Sunday, November 25, 2007

Kamala's Post

Kamala Randjelovic
Posting for Monday, November 26th, 2007
Question # 2

At first glance, Walt Whitman’s poem, “Crossing Brooklyn Ferry” seems to be an ode to the Brooklyn Bridge and New York City. But as Haw so clearly describes in his introduction, “Culture, History, and the Brooklyn Bridge”, the meaning of the Brooklyn Bridge is “…subject to the vagaries and individual perceptions” of all. In taking the reader beyond a literal interpretation of the poem, Haw proposes that the reader consider that two sides exist with to the representation of the Bridge: the physical and the “…cultural bridge of the mind and the imagination”. Understandably, many readers (including myself) have applied Whitman’s poem to their personal image of the Brooklyn Bridge and what it means to New York City i.e. this grand, sweeping arc connecting one borough to another in a sweep of iron elegance.

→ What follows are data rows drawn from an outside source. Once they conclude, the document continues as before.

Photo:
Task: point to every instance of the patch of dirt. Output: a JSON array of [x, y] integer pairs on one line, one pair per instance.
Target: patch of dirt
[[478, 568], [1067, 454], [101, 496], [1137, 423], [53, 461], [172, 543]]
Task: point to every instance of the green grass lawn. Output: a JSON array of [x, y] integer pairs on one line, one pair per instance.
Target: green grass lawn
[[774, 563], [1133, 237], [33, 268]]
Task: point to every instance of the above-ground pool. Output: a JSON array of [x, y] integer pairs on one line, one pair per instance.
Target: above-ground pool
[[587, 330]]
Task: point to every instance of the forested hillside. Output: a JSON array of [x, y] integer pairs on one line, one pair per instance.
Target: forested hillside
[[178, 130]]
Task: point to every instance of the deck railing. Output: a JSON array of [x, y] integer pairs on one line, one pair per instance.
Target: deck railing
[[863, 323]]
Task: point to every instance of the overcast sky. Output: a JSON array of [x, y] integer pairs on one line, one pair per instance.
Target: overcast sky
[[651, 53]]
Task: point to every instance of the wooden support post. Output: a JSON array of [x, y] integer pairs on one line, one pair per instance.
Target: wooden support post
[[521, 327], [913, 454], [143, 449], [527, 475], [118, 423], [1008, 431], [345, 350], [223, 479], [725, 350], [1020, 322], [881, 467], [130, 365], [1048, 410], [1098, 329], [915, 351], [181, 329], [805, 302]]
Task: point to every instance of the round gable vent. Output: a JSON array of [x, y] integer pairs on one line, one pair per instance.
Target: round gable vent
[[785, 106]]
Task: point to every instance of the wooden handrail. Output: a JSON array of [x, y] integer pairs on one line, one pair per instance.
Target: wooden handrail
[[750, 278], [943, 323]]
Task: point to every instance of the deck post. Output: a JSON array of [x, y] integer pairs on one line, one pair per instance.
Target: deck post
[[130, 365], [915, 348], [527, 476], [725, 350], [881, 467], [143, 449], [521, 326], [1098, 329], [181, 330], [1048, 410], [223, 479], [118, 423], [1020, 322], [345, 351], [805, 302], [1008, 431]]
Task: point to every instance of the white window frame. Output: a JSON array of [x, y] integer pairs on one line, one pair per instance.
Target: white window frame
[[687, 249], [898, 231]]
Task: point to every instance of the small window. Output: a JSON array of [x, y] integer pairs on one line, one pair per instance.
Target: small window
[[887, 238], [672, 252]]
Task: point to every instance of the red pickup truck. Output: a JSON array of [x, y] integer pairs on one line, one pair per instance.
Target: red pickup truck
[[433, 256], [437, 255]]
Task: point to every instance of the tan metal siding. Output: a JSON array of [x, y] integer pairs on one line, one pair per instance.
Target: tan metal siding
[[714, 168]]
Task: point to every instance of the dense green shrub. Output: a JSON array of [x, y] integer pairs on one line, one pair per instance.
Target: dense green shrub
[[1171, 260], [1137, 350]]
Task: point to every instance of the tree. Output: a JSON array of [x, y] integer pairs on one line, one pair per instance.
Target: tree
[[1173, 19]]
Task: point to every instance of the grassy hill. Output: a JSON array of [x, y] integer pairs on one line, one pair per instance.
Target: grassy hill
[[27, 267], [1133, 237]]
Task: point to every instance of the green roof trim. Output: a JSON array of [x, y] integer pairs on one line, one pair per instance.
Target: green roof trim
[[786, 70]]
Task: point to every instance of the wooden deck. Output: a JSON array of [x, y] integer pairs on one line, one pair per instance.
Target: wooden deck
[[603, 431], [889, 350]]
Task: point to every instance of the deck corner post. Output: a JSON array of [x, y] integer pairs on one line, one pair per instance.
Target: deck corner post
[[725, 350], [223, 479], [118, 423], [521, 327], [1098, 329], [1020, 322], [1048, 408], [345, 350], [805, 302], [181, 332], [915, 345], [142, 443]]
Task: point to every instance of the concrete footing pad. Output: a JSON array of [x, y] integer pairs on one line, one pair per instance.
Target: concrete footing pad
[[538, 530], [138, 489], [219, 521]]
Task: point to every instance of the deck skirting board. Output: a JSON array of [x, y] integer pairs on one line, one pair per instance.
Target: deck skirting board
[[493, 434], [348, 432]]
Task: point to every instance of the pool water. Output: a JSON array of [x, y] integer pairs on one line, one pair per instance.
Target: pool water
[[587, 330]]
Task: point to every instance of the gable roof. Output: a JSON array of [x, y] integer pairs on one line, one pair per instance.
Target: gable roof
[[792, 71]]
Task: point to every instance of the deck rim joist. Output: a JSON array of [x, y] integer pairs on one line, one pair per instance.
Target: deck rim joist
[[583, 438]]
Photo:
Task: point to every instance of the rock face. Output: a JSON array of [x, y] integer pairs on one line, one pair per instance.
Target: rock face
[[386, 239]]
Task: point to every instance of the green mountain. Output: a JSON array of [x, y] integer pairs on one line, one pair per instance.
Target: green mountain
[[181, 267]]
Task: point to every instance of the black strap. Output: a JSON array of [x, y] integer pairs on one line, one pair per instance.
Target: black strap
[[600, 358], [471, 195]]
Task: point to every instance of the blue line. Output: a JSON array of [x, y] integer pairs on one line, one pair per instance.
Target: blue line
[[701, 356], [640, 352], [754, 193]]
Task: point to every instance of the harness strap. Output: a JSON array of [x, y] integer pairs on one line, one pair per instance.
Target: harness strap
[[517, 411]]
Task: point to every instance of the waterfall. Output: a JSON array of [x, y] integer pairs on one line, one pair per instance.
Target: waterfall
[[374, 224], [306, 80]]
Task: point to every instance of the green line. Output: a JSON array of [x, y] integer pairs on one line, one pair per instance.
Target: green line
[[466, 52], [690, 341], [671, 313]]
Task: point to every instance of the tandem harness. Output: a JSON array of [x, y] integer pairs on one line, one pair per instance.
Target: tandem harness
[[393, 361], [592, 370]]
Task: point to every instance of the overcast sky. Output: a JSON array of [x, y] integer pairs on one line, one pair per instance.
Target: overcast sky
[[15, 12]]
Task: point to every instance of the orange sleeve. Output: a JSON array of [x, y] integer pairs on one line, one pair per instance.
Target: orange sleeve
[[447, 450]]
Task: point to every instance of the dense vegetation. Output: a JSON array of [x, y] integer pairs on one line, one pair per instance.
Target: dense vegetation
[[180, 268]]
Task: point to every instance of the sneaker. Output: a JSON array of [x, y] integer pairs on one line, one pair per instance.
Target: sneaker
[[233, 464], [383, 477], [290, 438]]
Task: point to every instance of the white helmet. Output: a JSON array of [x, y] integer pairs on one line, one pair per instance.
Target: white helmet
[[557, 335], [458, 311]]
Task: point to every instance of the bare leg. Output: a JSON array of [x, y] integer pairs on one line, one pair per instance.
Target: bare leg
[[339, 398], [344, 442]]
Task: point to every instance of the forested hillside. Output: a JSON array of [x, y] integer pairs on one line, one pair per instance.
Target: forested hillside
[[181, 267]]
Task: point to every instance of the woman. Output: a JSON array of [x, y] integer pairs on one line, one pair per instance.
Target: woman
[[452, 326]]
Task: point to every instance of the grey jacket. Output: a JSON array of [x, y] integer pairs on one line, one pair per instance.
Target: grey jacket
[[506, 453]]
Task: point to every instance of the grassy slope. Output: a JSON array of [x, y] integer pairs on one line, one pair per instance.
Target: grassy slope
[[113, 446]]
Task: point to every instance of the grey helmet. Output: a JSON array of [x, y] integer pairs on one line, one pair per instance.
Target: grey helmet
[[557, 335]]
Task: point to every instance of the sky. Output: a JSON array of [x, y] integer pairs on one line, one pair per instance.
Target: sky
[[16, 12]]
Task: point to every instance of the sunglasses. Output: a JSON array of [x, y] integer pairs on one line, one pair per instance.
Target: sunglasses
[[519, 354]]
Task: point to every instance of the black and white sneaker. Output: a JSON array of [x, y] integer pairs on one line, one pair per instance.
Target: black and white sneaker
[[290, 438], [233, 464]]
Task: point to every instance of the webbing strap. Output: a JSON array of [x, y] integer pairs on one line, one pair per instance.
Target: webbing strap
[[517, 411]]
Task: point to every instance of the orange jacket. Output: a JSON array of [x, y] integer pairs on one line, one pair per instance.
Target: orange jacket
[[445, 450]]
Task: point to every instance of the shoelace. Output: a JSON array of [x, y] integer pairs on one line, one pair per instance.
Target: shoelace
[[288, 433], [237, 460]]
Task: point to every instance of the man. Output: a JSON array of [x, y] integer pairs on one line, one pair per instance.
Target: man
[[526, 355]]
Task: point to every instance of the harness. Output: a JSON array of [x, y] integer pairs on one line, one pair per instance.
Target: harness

Every New Yorker who has walked, or driven over the Brooklyn Bridge has“… absorbed, made sense of and sought to present the bridge”. In “Crossing Brooklyn Ferry” Whitman therefore utilizes physical places in New York City (such as the bridge) to communicate how landmarks connect the cities inhabitants with each other within the city. Whitman shows this connection in the poem, “Others will see the shipping of Manhattan North and West, and the heights of Brooklyn to the Southeast” (139).When Whitman poses the question in his poem, “What is then between us?” (141) this coincides with Haw’s idea that the bridge may be subject to all kinds of interpretations and meanings. At the same time, the sheer physical presence of the Brooklyn Bridge keeps it grounded and subject to the various representations. A reinforcement of this idea is found in the verse, “The same old role, the role that is what we make it, as great as we like”(142) The Brooklyn Bridge then can symbolize each one of us as being a unique landmark in a city of millions.